I have to admit, Van Gogh is exhausting. Spending even an hour concentrating on his haywire feelings and catastrophic creativity makes me feel like silly putty for the rest of the day. Confession–when I first walked into the Van Gogh Museum a month ago, I watched the introductory video, made it halfway around the first floor, and walked out. I promptly bought a bag of paprika-flavored chips at the Albert Heijn down the street, and sat in the park, loathing my own inadequacy and eating my feelings.
It would be cheesily reassuring to write that I then wiped the orange crumbs from my hands and face, grabbed my precious Moleskine, and marched back to the museum, where I wrote a 10-page epic poem that is currently awaiting publication. Unfortunately, that’s not the Van Gogh Method of problem solving.

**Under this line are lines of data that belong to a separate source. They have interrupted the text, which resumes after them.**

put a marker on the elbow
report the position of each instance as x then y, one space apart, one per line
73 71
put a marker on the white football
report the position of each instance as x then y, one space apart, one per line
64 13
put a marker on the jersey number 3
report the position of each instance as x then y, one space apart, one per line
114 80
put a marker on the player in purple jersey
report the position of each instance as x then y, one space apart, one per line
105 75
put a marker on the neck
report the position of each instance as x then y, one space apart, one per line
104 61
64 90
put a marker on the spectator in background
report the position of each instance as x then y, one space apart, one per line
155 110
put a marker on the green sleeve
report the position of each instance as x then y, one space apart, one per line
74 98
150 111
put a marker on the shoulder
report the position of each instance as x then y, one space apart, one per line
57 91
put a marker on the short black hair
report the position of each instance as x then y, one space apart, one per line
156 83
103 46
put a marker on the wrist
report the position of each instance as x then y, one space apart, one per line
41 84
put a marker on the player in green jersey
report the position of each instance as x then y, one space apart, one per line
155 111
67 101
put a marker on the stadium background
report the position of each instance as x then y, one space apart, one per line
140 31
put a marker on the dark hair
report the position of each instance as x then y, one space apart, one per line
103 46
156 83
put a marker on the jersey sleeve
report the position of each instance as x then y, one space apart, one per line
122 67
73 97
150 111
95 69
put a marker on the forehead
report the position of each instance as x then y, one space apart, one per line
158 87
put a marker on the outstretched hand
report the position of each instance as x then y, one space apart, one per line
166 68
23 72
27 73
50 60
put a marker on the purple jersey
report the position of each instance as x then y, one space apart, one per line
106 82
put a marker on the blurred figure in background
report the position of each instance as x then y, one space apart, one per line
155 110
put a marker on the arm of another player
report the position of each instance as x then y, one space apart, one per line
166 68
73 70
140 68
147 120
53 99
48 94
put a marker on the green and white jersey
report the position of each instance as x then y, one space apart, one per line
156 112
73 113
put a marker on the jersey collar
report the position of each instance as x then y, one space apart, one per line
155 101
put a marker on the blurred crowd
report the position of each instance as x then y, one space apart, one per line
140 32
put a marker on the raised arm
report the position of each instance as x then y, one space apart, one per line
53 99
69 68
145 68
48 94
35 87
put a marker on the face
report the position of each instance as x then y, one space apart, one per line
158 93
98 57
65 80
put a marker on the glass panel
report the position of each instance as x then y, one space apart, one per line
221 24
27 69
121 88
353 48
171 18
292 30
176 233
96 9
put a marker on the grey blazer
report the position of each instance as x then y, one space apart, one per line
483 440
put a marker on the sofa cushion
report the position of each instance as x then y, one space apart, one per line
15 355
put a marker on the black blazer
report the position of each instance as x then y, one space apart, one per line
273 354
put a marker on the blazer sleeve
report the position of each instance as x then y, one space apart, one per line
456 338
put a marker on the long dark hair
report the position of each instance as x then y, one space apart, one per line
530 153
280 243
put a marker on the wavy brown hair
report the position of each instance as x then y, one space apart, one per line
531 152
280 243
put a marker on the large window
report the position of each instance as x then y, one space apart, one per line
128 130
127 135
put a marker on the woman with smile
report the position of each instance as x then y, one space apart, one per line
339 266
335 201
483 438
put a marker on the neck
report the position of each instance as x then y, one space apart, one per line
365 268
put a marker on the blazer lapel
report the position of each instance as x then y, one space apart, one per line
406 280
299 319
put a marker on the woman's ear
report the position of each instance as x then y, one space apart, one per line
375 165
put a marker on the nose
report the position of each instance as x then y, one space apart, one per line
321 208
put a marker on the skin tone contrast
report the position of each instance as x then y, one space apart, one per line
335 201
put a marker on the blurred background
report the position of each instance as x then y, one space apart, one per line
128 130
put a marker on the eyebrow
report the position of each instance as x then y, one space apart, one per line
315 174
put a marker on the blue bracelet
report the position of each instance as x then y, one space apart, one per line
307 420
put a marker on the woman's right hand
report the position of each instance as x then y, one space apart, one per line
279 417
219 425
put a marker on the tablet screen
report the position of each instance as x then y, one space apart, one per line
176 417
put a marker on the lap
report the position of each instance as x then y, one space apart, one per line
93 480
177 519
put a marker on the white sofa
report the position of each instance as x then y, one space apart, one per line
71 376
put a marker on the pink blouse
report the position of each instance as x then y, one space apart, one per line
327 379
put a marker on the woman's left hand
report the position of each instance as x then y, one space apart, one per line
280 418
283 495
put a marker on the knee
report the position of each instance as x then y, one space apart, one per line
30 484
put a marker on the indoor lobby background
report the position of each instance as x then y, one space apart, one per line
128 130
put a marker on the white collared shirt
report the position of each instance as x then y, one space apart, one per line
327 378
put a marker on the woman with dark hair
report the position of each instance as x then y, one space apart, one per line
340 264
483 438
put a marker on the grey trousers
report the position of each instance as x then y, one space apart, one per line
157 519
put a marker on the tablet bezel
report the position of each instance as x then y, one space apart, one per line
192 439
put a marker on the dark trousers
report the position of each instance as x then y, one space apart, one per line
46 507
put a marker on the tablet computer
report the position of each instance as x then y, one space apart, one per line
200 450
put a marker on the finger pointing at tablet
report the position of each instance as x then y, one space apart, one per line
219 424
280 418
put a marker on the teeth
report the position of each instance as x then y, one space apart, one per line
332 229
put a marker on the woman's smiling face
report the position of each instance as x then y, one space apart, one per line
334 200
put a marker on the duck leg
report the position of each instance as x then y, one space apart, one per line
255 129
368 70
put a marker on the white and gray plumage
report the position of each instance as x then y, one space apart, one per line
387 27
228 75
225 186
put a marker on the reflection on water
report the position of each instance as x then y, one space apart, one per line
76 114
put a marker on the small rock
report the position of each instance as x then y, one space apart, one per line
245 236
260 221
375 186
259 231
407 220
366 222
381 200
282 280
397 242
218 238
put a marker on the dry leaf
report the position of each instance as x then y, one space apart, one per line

The Van Gogh Method goes something a bit more like this:
1. Feel surge of positive energy from nature
2. Come up with new project idea
3. Tell all your friends and family that you are half-way to success
4. Begin project
5. Good-naturedly muddle through early obstacles
6. Expect praise from friends and family about how good-naturedly you’ve been muddling through obstacles
7. Begin to feel unsatisfied with friends, family, and project
8. Blame as many other people as possible
9. Abandon project and go walking for 40 miles without shoes and/or remove ear
You see why it’s hard to get work done.
The last week or so in Amsterdam, I was having about as much success as Van Gogh himself, circa 1880. Luckily, I was able to relocate, just south of Barcelona. Being a bit farther away from my combined research topic and source of inspiration is proving to be very beneficial. Barcelona may have nothing to do with Van Gogh exactly, but he was a big believer in traveling and working outside. Granted, he preferred to talk punishingly long walks alone in the winter, and I took a high speed train, but hey. That’s just my method.
P.S. Since that first day, I have been able to make it up to the third and final floor of the museum on two separate occasions.